Markita Landry’s PhD thesis is titled “Single Molecule Measurements of Protelomerase TelK-DNA Complexes.”
My Ph.D. work involves the use of a relatively new technology called optical trapping. Using focused laser beams, (1064 nm = infrared beam = red dress) can trap dielectric particles (we use grey/black microspheres = black shirt). The laser holds the beads in place, but it is ultimately the motion of the beads that allow us to take our measurements, and that must be followed extremely precisely (in our case, our resolution is 3.4 angstroms, which is a very small length scale). This precision with regards to following the motion of the beads was my motivation for expressing the theory of optical trapping through tango, which is a dance that is heavily dependent on the ability of the follower to follow the steps that are led. These steps are non-deterministic and are made up by the leader on a real-time basis, so the follower never knows what to expect, and must always be acutely aware of their partners motions to follow correctly…

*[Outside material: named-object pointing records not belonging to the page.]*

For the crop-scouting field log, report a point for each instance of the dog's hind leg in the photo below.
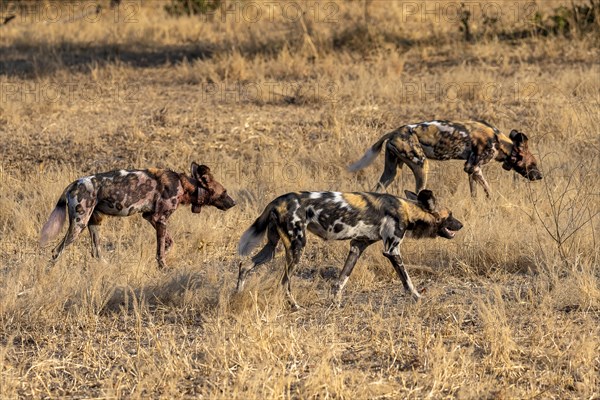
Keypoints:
(262, 257)
(392, 164)
(472, 185)
(356, 249)
(420, 173)
(93, 227)
(478, 177)
(294, 245)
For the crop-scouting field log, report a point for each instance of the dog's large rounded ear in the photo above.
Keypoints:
(427, 200)
(410, 195)
(518, 138)
(199, 170)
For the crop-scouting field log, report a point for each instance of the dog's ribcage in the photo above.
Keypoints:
(118, 193)
(337, 216)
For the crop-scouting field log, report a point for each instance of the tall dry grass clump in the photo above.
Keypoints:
(282, 103)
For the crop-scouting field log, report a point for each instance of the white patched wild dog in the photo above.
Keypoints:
(476, 142)
(156, 193)
(362, 218)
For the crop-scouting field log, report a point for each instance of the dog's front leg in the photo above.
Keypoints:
(478, 177)
(161, 235)
(398, 265)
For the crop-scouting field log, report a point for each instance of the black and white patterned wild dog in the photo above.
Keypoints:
(476, 142)
(362, 218)
(156, 193)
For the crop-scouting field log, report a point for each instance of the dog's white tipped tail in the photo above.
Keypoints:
(55, 222)
(370, 155)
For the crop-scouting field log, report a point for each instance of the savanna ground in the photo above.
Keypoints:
(273, 104)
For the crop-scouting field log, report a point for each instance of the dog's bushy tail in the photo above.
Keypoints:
(370, 155)
(55, 222)
(254, 235)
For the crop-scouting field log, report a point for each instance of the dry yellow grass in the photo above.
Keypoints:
(512, 305)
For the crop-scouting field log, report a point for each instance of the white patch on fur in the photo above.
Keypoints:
(249, 240)
(352, 231)
(442, 127)
(337, 198)
(387, 232)
(53, 226)
(365, 160)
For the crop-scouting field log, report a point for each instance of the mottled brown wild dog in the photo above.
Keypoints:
(476, 142)
(362, 218)
(156, 193)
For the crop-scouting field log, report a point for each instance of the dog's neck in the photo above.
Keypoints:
(191, 189)
(505, 146)
(418, 214)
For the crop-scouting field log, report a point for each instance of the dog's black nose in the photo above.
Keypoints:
(534, 175)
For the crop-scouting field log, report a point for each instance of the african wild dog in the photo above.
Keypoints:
(156, 193)
(363, 218)
(476, 142)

For more on Dance Your PhD read the article in the AAAS Science magazine, Can Scientists Dance? by John Bohannon.
[T]he diversity of the dancers was nothing compared with the diversity of their output. The graduate student category is a case in point. The first dance, Gruetzbauch’s 30-second galactic tango, focused on one phenomenon: the capture of a galaxy by a larger one.
Maybe foresters should try this to explain forestry? I’m a lumberjack…
It’d never work, would it?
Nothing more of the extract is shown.